Litigation can get heated. Tempers may flare when the stakes are high and the result can be contentious exchanges amongst counsel. Sure, the adversarial nature of litigation is to be expected (and welcomed by some practitioners), but there is a line in the sand. Some cross that line and make things personal. What to do when things spiral out of control? Can insults form the basis for a separate suit amongst counsel?

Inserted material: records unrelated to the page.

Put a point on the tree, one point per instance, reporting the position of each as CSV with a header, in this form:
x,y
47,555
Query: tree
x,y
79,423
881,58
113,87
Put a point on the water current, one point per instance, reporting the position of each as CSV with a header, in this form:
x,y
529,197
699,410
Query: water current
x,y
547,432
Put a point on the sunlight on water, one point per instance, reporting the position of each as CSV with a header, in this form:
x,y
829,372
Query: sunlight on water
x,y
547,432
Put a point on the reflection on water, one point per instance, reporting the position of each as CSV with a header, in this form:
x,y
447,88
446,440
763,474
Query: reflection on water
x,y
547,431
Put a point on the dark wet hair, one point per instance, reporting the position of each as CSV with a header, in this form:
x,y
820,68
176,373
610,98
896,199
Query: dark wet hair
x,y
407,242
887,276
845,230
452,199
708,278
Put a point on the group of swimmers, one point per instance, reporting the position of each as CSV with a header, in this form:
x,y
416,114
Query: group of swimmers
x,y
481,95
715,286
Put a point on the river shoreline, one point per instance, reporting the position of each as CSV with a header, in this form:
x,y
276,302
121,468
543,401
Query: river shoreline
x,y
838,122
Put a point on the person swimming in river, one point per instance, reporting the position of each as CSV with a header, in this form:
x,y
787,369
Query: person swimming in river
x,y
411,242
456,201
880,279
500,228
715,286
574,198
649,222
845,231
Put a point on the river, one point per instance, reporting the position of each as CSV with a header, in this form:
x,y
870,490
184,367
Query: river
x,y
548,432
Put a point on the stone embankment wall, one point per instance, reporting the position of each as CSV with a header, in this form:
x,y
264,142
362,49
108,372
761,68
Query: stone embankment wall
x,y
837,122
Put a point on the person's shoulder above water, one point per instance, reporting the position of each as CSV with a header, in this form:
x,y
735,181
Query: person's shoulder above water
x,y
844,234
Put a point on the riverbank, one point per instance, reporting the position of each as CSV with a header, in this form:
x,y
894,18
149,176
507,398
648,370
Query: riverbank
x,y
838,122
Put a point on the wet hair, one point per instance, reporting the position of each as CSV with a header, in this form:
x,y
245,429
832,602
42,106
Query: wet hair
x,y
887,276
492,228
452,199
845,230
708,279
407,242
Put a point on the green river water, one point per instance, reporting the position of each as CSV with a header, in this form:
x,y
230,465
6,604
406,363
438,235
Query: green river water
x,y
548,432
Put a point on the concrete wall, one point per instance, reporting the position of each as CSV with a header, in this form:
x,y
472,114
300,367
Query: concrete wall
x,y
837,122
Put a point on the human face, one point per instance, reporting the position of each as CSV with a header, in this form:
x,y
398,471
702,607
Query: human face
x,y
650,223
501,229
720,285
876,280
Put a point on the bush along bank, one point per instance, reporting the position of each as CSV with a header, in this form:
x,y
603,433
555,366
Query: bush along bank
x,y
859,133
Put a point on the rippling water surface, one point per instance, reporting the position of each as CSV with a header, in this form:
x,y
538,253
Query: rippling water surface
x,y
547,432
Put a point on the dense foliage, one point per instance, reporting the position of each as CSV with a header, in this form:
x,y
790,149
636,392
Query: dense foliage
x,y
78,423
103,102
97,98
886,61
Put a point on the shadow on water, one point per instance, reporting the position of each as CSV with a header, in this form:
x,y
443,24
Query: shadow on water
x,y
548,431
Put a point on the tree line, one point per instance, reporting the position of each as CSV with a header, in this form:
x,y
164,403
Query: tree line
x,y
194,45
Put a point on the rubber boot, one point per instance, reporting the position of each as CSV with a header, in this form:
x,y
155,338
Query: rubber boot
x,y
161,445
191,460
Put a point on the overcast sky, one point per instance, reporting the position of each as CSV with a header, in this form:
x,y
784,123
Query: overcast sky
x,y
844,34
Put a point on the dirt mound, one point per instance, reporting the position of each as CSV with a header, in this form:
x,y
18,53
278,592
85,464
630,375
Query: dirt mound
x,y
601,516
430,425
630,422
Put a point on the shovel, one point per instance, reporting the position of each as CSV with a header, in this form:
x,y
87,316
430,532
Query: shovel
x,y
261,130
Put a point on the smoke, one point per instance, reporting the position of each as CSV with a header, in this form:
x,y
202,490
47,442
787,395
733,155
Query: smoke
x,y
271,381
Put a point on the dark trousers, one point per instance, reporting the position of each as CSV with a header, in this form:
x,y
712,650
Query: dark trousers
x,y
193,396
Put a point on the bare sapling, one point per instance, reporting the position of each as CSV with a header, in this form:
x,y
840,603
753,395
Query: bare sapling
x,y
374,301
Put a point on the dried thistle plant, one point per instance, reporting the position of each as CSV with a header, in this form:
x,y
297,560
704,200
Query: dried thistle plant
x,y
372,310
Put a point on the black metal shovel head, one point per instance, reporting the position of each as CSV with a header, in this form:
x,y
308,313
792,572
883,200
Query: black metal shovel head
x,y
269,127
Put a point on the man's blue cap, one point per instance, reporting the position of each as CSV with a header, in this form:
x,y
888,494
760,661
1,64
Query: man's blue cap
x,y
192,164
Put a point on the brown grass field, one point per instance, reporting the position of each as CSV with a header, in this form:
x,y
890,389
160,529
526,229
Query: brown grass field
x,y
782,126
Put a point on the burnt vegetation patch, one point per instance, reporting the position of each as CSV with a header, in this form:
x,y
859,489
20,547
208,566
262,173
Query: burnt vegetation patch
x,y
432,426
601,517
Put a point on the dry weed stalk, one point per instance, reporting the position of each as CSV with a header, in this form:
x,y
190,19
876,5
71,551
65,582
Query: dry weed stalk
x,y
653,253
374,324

The New York Appellate Division considered this issue and concluded that a particularly tense exchange amongst counsel during a deposition did not establish civil liability. In Okoli v. Paul Hastings, LLP, 2014 N.Y. App. Div. LEXIS 3531(May 15, 2014), an attorney pursued a slander and civil assault claim arising from “menacing conduct” during a deposition. The plaintiff alleged that during the deposition the defendant made defamatory statements and also engaged in yelling and finger-pointing.
The trial court dismissed the plaintiff’s claims and on appeal the Appellate Division for the First Judicial Department affirmed. The Appellate Division concluded that the trial court properly dismissed the slander claim under the litigation privilege. Finding that the defamatory statements were made during the course of a judicial proceeding and that they could be considered pertinent to the case, the court concluded that the defendant attorney was immune from liability for his conduct.
The Appellate Division also rejected the plaintiff attorney’s civil assault claim. The court found that the physical conduct alleged which included finger-pointing and generalized yelling in the context of a deposition, while inappropriate, was not the type of menacing conduct that might give rise to a reasonable apprehension of imminent harmful conduct needed to state a cognizable claim of assault. Accordingly, the court dismissed the plaintiff’s claims.
Although the court explicitly noted that it did not condone the conduct, these types of hostile exchanges are not uncommon. Thus, when the temperature rises, attorneys must maintain composure and keep it professional. Even though the questionable conduct might not form the basis of a lawsuit, it could result in ethical implications and could ultimately be detrimental to the client’s case.